Some days, I don’t feel it.  I don’t feel like eating healthily.  I don’t feel like cooking.  I don’t feel like going to the gym.  I don’t feel like moving to the point of getting even 5,000 steps.  I don’t feel like doing yoga.  I don’t feel like meditating.  Today is kind of one of those days.  The cloud of a nasty cold is hanging over the apartment and I really would have liked to just stay in bed all day and eat takeout or other fast food.  But I didn’t, and I’m glad.

For me, one of the best ways to start “feeling it” is to fake it.  Just eat a vegetable, start to cook something, go the gym, get out of the house (which necessarily involves getting out of bed).  Even if I really don’t want to.  Because a majority of the time, that’s enough to make me start feeling it.  Eating something healthy reminds me that I feel better when I take the time and effort to do so, which, in turn, makes me feel like doing it.  Getting out of the house and going for a walk reminds me of how much better I feel when I do those things, which makes me do them more.

Going to the gym can be harder to do, but it’s the same.  Sometimes you just need to get there and fake it for a few minutes.  Make yourself do 10 minutes on a bike or treadmill (or whatever it is that you do at the gym) and, chances are, you’ll keep doing it once those 10 minutes are over.  It’s not a magic bullet but if you’re still not feeling it after those 10 minutes and decide to call it a day, that’s OK too.  Because 10 minutes of exercise is better than zero!

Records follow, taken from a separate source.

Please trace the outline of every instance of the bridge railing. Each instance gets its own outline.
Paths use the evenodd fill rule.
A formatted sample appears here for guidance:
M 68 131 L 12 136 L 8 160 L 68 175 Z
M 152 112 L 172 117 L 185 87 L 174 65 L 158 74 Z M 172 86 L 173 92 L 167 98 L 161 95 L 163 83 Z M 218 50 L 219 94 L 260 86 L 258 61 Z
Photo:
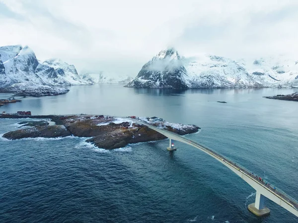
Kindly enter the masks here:
M 139 121 L 141 123 L 144 122 L 144 121 L 143 121 L 143 120 Z M 169 134 L 170 134 L 171 135 L 174 135 L 174 136 L 175 136 L 176 137 L 182 137 L 186 141 L 188 141 L 189 143 L 195 145 L 197 146 L 198 146 L 198 147 L 201 148 L 203 149 L 204 149 L 208 152 L 211 152 L 211 153 L 212 153 L 214 155 L 218 156 L 220 158 L 221 158 L 224 160 L 227 161 L 227 162 L 229 162 L 231 164 L 232 164 L 232 165 L 234 165 L 234 166 L 235 166 L 236 167 L 239 168 L 239 170 L 241 169 L 243 172 L 244 172 L 246 174 L 248 174 L 250 177 L 254 178 L 255 179 L 255 180 L 256 180 L 256 181 L 257 181 L 257 182 L 261 183 L 262 184 L 263 184 L 266 187 L 270 188 L 272 190 L 273 190 L 275 193 L 278 194 L 280 196 L 282 197 L 284 199 L 286 200 L 288 202 L 291 203 L 293 205 L 293 206 L 294 206 L 295 208 L 298 210 L 298 201 L 297 201 L 296 199 L 295 199 L 294 198 L 292 198 L 292 197 L 291 197 L 289 195 L 288 195 L 288 194 L 287 194 L 283 190 L 275 187 L 273 184 L 269 183 L 269 182 L 268 181 L 267 181 L 267 180 L 266 180 L 263 178 L 261 180 L 260 180 L 259 178 L 259 176 L 258 176 L 257 174 L 254 173 L 253 172 L 252 172 L 252 171 L 249 170 L 248 169 L 244 167 L 244 166 L 239 164 L 239 163 L 233 161 L 231 159 L 227 157 L 225 155 L 220 153 L 220 152 L 212 149 L 211 148 L 210 148 L 206 146 L 204 146 L 204 145 L 203 145 L 201 144 L 199 144 L 198 143 L 197 143 L 195 141 L 193 141 L 191 140 L 191 139 L 187 138 L 187 137 L 182 136 L 177 133 L 173 133 L 172 132 L 170 132 L 170 131 L 168 131 L 165 129 L 160 129 L 156 126 L 155 126 L 150 124 L 149 123 L 146 123 L 146 124 L 148 126 L 150 126 L 150 127 L 151 127 L 152 129 L 156 128 L 158 130 L 165 131 L 167 133 L 168 133 Z
M 220 152 L 218 152 L 214 150 L 214 149 L 212 149 L 209 148 L 208 147 L 206 147 L 206 146 L 204 146 L 201 144 L 199 144 L 194 141 L 193 141 L 191 140 L 188 140 L 188 139 L 186 137 L 183 137 L 183 138 L 187 139 L 187 140 L 189 140 L 189 141 L 192 142 L 192 143 L 193 143 L 194 144 L 196 144 L 198 146 L 199 146 L 203 148 L 206 148 L 208 150 L 209 150 L 212 151 L 213 153 L 215 153 L 215 155 L 217 155 L 218 156 L 219 156 L 221 158 L 224 158 L 224 160 L 227 160 L 231 164 L 234 165 L 235 166 L 239 168 L 239 169 L 241 169 L 241 170 L 245 172 L 246 174 L 248 174 L 250 176 L 254 177 L 255 178 L 255 179 L 256 179 L 256 180 L 257 180 L 257 181 L 258 181 L 258 182 L 260 181 L 260 182 L 263 183 L 263 184 L 265 184 L 265 186 L 269 188 L 271 190 L 273 190 L 275 193 L 279 194 L 280 196 L 281 196 L 282 197 L 283 197 L 283 198 L 287 200 L 288 202 L 290 202 L 291 203 L 292 203 L 295 206 L 295 208 L 298 210 L 298 201 L 297 200 L 296 200 L 295 199 L 293 198 L 293 197 L 291 197 L 290 196 L 289 196 L 289 195 L 286 194 L 282 190 L 275 186 L 274 185 L 270 184 L 268 181 L 267 181 L 267 180 L 266 180 L 263 178 L 262 178 L 261 180 L 260 180 L 259 179 L 259 177 L 260 177 L 259 176 L 258 176 L 257 174 L 254 173 L 253 172 L 251 171 L 248 169 L 244 167 L 243 166 L 237 163 L 236 162 L 235 162 L 234 161 L 232 160 L 232 159 L 227 157 L 227 156 L 225 156 L 224 155 L 223 155 L 223 154 L 220 153 Z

For me, by faking it, at the very least I modify my behavior so that I take at least one healthy action or make one healthy decision.  And frequently, doing that one thing is all it takes to make me feel it.  The way I see it, there’s nothing to lose by faking it**, because either you’ll start to feel it and that’s great or you’ll at least be a little healthier than you would have been otherwise.  Do you do this?

**Note: I am ONLY talking about making healthy decisions here.  I am not advocating that you “fake it” in other situations (although faking a good mood or confidence can certainly be really helpful in making you feel better or more confident).  This approach does NOT work in all aspects of life and is probably not a great guiding principle for your life in general.  It can, however, be a useful tool when appropriate.